Fast zehn Jahre nach ihrer letzten gemeinsamen Regiearbeit FROM HELL versuchen sich die Hughes-Brüder mit THE BOOK OF ELI am Endzeitgenre, allerdings wie schon beim Vorgänger mit eher mittelmäßigem Erfolg. Das größte Problem des Films ist wohl, dass er ästhetisch absolut vorhersehbar ist: In ausgewaschenen monochromen Farben wird die postnukleare Welt als endlose Staubwüste gezeichnet, die marodierenden Banden streunen in aus der MAD MAX-Requisite entliehenen Klamotten herum, hin und wieder suggeriert eine Aufnahme aus der Vogelperpektive den göttlichen Blick, der über Elis Mission wacht und sich anschaut, was die Menschen aus der Schöpfung gemacht haben. Ich vermute mal, dass man hinterher nicht mehr weiß, wo der eine Film aufgehört und der andere angefangen hat, wenn man THE BOOK OF ELI im Double Feature mit THE ROAD schaut. Denzel Washington, der eine ganze Karriere lang am Image des rechtschaffenen Ehrenmannes, hinter dessen kultivierter Fassade der Badass schlummert, gefeilt hat, ist zwar die Idealbesetzung für den Endzeitpropheten Eli, der sich vom gewiesenen Weg nicht abbringen lässt und unter göttlicher Protektion steht, doch raubt dieser Besetzungscoup dem Film auch noch die letzte Spannung. Und weil die Hughes-Brüder wohl selbst wussten, dass ihr Film nicht besonders aufregend ist, müssen am Ende gleich drei große Enthüllungen her, die THE BOOK OF ELI nichts Wesentliches hinzufügen, außer zu beweisen, dass Einfallslosigkeit nicht durch schnöde Gags kompensiert werden kann.

THE BOOK OF ELI ist, machen wir uns nichts vor, nicht mehr als Hollywood-Mainstream. Als solcher ist er zwar eine ganze Ecke besser als vieles, was man mittlerweile über sich ergehen lassen muss, krankt aber immer noch daran, dass er viel zu viele Standards inkorporiert, die dem Zuschauer zwar schnell die Orientierung ermöglichen, aber eben auch verhindern, dass irgendetwas wirklich Spuren hinterlässt.
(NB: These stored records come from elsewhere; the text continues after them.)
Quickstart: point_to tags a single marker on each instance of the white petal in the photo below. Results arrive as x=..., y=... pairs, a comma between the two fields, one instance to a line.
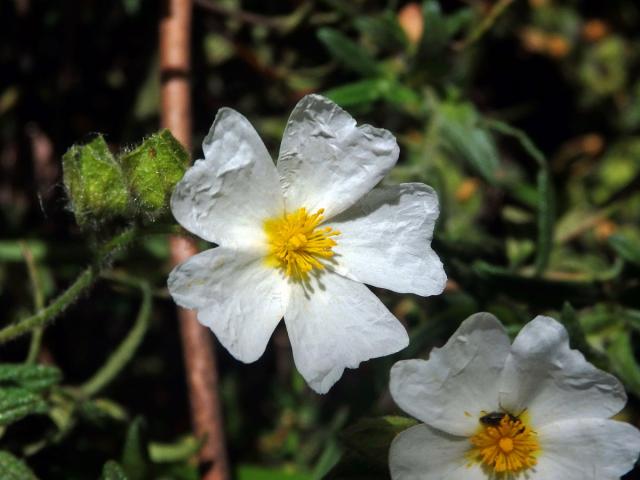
x=226, y=197
x=385, y=240
x=587, y=449
x=553, y=382
x=459, y=381
x=326, y=161
x=336, y=326
x=237, y=296
x=424, y=453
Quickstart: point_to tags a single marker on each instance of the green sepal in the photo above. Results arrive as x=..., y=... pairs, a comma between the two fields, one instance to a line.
x=113, y=471
x=152, y=171
x=16, y=403
x=94, y=182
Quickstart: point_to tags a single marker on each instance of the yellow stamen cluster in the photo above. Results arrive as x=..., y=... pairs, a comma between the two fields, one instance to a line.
x=297, y=244
x=508, y=447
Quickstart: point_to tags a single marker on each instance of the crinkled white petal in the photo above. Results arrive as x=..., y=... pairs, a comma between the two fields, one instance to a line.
x=586, y=449
x=237, y=296
x=326, y=161
x=226, y=197
x=459, y=381
x=424, y=453
x=336, y=326
x=385, y=240
x=553, y=382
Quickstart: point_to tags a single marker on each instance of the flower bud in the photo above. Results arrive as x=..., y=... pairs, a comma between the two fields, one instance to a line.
x=152, y=170
x=94, y=182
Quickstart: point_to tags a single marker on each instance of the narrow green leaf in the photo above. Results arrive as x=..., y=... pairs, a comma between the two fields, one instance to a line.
x=628, y=250
x=152, y=171
x=364, y=92
x=94, y=182
x=349, y=53
x=32, y=377
x=384, y=30
x=251, y=472
x=135, y=455
x=179, y=451
x=371, y=437
x=545, y=194
x=463, y=136
x=12, y=468
x=546, y=220
x=17, y=403
x=436, y=32
x=623, y=361
x=543, y=293
x=113, y=471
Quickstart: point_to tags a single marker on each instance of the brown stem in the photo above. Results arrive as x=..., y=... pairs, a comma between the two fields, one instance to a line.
x=199, y=357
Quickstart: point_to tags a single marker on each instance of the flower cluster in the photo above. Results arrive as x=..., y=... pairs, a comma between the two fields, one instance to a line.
x=301, y=238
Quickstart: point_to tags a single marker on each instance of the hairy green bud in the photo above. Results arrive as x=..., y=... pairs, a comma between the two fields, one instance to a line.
x=94, y=182
x=152, y=171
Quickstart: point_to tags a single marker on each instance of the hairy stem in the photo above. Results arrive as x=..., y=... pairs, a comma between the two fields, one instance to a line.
x=199, y=357
x=38, y=301
x=86, y=278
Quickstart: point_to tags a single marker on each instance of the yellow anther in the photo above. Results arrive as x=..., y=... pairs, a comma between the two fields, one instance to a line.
x=508, y=447
x=297, y=244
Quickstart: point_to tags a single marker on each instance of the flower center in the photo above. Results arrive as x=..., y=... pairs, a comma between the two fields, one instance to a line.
x=504, y=445
x=297, y=244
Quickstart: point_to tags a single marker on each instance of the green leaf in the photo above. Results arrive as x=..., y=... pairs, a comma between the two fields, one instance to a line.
x=383, y=30
x=152, y=171
x=94, y=182
x=349, y=53
x=32, y=377
x=371, y=437
x=113, y=471
x=627, y=249
x=463, y=136
x=17, y=403
x=12, y=468
x=179, y=451
x=436, y=32
x=541, y=292
x=364, y=92
x=251, y=472
x=367, y=442
x=546, y=220
x=135, y=455
x=623, y=361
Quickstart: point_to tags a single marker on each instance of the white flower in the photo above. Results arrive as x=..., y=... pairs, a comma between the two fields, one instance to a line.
x=299, y=240
x=534, y=410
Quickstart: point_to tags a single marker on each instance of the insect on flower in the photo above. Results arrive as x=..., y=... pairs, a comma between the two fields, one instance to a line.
x=299, y=240
x=467, y=394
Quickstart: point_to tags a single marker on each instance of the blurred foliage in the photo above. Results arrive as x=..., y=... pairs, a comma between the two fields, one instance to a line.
x=524, y=116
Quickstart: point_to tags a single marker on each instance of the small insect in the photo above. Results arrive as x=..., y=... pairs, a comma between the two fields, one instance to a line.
x=493, y=419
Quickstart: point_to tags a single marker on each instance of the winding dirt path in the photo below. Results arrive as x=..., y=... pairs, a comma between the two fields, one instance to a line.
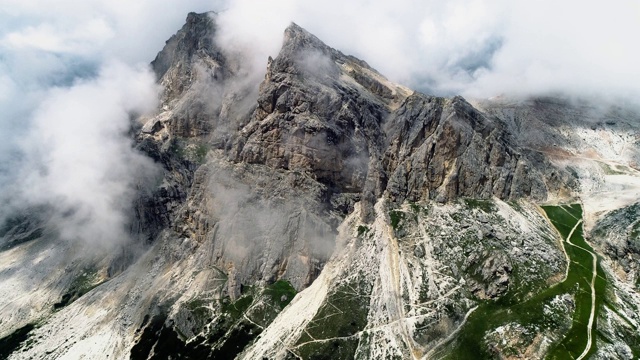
x=592, y=285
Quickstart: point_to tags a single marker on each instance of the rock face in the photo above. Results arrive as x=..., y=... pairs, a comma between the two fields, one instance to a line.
x=322, y=212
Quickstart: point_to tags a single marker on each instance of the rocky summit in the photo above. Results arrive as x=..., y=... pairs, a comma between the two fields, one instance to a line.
x=322, y=211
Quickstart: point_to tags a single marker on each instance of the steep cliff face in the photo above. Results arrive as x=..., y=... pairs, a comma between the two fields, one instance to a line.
x=324, y=212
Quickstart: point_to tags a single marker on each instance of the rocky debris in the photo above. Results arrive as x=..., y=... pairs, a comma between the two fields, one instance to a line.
x=617, y=235
x=493, y=281
x=259, y=181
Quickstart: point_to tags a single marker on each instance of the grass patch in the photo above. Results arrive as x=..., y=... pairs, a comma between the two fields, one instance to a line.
x=81, y=285
x=490, y=315
x=280, y=293
x=13, y=341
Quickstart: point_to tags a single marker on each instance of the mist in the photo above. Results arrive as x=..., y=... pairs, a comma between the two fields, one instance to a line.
x=72, y=75
x=471, y=47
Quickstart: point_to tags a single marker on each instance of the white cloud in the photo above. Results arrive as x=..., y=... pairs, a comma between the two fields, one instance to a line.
x=70, y=70
x=473, y=47
x=79, y=159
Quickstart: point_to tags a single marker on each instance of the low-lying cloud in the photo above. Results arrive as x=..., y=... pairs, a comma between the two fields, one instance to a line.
x=72, y=73
x=474, y=47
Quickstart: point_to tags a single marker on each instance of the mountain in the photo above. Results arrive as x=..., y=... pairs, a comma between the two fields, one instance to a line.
x=328, y=213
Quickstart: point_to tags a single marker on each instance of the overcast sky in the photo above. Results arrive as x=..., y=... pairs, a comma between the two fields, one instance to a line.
x=71, y=71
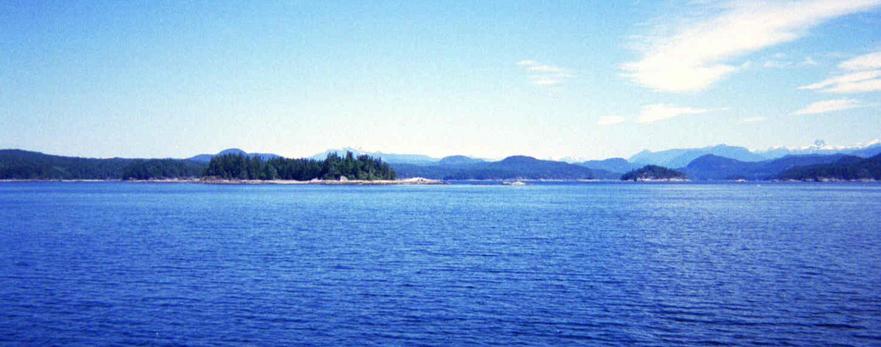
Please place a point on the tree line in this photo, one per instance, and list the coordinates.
(334, 167)
(17, 164)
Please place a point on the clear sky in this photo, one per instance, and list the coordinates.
(551, 79)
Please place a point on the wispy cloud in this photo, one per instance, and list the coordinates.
(659, 112)
(827, 106)
(861, 74)
(611, 120)
(751, 120)
(863, 62)
(785, 64)
(544, 74)
(698, 54)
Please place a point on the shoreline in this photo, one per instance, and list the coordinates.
(408, 181)
(422, 181)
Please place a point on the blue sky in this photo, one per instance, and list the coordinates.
(578, 79)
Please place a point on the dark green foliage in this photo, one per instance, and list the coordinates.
(235, 166)
(515, 167)
(141, 169)
(17, 164)
(711, 167)
(652, 172)
(847, 168)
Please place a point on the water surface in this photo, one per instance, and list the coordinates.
(650, 264)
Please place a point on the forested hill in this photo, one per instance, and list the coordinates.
(653, 173)
(18, 164)
(333, 167)
(845, 169)
(514, 167)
Man muss den Hughes-Brüdern dankbar dafür sein, dass sie auf einen aufgeblasenen Showdown und allzu großen Lärm verzichtet haben: THE BOOK OF ELI endet angemessen unspektakulär und nicht im religiös-pathetischen Überschwang, den man sich bei dieser Thematik längst gewöhnt hat, schlucken zu müssen. Und auch sonst profitiert er sehr davon, dass vergleichbare Werke sonst deutlich dümmer sind. Das macht ihn aber entgegen landläufiger Meinung im Umkehrschluss noch nicht zu einem intelligenten Film.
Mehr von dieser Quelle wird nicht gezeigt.